Phase 3: Grand Fusion¶

The Grand Fusion is the final step of the DREAMS Research Pipeline. It merges all extracted features into a single Master Manifest and synchronizes high-dimensional vectors to match the sorted manifest.

Overview¶

This phase performs three critical actions:

Relational Join: Merges metadata, emotion scores, temporal features, and place IDs into a single dataframe.
Vector Alignment: Re-orders image and text vectors to match the sorted order of the master manifest.
Normalization: Ensures all features are in the correct format (e.g., categorical place IDs).

Input Files¶

File	Description	Source
`data/raw/metadata.json`	Original memory records	Phase 1
`data/processed/emotion_scores.csv`	Valence, arousal, and discrete emotions	Phase 2C
`data/processed/temporal_features.csv`	Circadian and longitudinal features	Phase 2D
`data/processed/place_ids.csv`	Clustered location IDs	Phase 2E
`data/processed/image_embeddings.npy`	CLIP image vectors (N, 512)	Phase 2A
`data/processed/text_embeddings.npy`	S-BERT text vectors (N, 384)	Phase 2B

Execution¶

To run the Grand Fusion:

source venv/bin/activate
pip install pandas pyarrow
python pipeline/create_master_manifest.py

Outputs¶

1. Master Manifest¶

Path: data/processed/master_manifest.parquet

A Parquet file containing the unified dataset.
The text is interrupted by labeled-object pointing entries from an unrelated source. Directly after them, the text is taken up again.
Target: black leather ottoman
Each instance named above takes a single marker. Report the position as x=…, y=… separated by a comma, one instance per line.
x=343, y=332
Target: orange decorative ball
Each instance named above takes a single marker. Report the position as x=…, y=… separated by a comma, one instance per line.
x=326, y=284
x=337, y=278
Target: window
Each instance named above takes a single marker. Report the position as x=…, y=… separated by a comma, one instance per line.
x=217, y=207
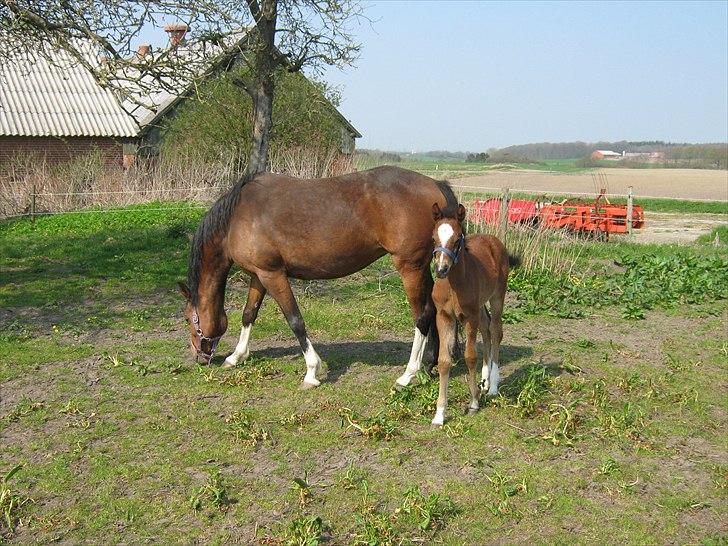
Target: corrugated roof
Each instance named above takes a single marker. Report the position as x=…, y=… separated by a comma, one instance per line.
x=58, y=98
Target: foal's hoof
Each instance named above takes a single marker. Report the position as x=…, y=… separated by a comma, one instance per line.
x=229, y=363
x=308, y=384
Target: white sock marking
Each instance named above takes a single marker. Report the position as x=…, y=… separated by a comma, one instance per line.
x=313, y=360
x=413, y=366
x=485, y=377
x=241, y=349
x=439, y=417
x=494, y=379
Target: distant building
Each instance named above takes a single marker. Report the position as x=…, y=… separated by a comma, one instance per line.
x=57, y=111
x=605, y=154
x=645, y=157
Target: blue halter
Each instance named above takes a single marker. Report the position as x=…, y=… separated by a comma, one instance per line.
x=454, y=256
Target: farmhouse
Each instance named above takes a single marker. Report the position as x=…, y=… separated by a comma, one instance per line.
x=56, y=110
x=605, y=154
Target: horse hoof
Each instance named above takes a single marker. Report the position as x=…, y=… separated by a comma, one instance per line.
x=307, y=385
x=228, y=364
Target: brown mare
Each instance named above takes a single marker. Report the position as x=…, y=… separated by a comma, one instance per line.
x=275, y=227
x=471, y=271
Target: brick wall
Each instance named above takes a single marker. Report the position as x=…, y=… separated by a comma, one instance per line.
x=57, y=150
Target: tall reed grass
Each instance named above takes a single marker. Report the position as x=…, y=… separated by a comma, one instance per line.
x=88, y=181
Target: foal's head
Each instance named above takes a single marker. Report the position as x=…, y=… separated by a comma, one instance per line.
x=449, y=239
x=204, y=333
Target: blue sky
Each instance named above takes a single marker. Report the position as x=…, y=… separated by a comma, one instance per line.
x=473, y=75
x=467, y=76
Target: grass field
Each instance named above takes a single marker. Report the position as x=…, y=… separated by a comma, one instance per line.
x=610, y=427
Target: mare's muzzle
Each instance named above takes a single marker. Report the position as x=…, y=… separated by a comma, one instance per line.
x=212, y=341
x=454, y=256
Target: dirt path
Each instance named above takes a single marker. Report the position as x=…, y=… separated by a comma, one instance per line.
x=669, y=183
x=675, y=227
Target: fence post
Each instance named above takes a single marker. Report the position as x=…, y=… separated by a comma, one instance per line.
x=630, y=201
x=503, y=214
x=32, y=204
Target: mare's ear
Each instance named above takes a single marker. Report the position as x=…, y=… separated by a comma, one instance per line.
x=436, y=212
x=185, y=291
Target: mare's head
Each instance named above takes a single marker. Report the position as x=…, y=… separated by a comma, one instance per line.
x=449, y=239
x=205, y=333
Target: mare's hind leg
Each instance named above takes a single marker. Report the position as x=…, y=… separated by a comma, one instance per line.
x=446, y=328
x=280, y=289
x=256, y=293
x=496, y=336
x=485, y=333
x=418, y=284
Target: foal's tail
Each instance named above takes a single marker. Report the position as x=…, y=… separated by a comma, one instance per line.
x=514, y=260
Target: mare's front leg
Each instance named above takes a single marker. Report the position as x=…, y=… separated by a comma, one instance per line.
x=446, y=328
x=280, y=289
x=256, y=293
x=418, y=284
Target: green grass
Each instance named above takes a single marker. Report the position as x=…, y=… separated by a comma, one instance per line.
x=122, y=438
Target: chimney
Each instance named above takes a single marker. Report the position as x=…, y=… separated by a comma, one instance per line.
x=176, y=32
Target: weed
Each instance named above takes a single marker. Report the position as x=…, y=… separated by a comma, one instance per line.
x=23, y=408
x=506, y=487
x=246, y=430
x=377, y=427
x=608, y=467
x=429, y=512
x=528, y=388
x=351, y=478
x=213, y=491
x=302, y=489
x=720, y=477
x=633, y=311
x=415, y=400
x=305, y=531
x=585, y=343
x=10, y=503
x=564, y=422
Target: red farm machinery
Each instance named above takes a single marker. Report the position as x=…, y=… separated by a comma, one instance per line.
x=597, y=217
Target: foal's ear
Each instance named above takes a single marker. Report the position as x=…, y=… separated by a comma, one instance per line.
x=436, y=212
x=185, y=291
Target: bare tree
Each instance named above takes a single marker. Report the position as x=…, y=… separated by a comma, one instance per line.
x=263, y=35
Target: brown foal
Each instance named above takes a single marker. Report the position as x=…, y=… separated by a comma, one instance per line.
x=471, y=271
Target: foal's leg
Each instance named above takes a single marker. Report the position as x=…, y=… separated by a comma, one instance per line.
x=471, y=356
x=485, y=333
x=418, y=284
x=256, y=293
x=446, y=328
x=496, y=336
x=280, y=289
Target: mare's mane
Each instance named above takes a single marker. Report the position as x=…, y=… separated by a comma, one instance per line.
x=215, y=222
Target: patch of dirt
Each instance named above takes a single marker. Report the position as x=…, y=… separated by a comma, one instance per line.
x=664, y=183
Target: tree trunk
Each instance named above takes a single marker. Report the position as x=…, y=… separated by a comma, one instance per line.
x=266, y=60
x=262, y=122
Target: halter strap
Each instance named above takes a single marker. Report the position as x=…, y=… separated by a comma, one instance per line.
x=454, y=256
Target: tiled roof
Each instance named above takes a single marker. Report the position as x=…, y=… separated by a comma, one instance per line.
x=58, y=98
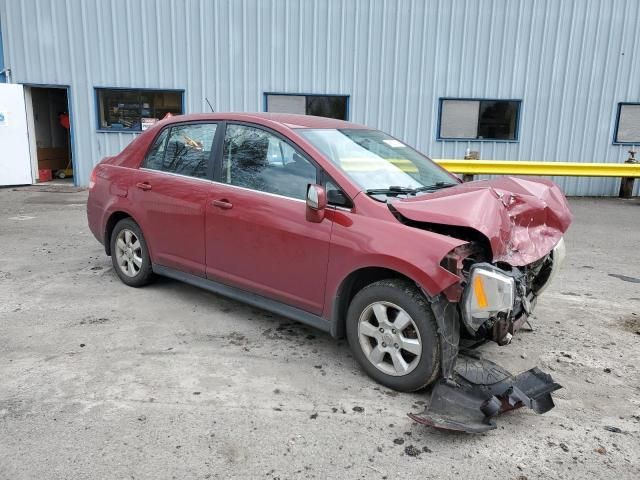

Key columns include:

id: Unique record identifier (Primary Key)
timestamp: ISO-8601 UTC timestamp
valence, arousal: Emotional dimensions (0-1)
joy, sadness, etc.: Discrete emotion probabilities
sin_hour, cos_hour: Circadian time encoding
place_id: Categorical location cluster ID

2. Synchronized Vectors¶

Paths: - data/processed/final_image_vectors.npy - data/processed/final_text_vectors.npy

These are numpy arrays where the vector at index i corresponds exactly to the record at row i in the Master Manifest.

Verification¶

To verify that the manifest and vectors are perfectly aligned:

python pipeline/verify_alignment.py

This script checks: 1. Length Consistency: len(df) == len(img_vecs) == len(txt_vecs) 2. Semantic Sanity: Performs a cosine similarity check on the first record to ensure the text vector matches its caption.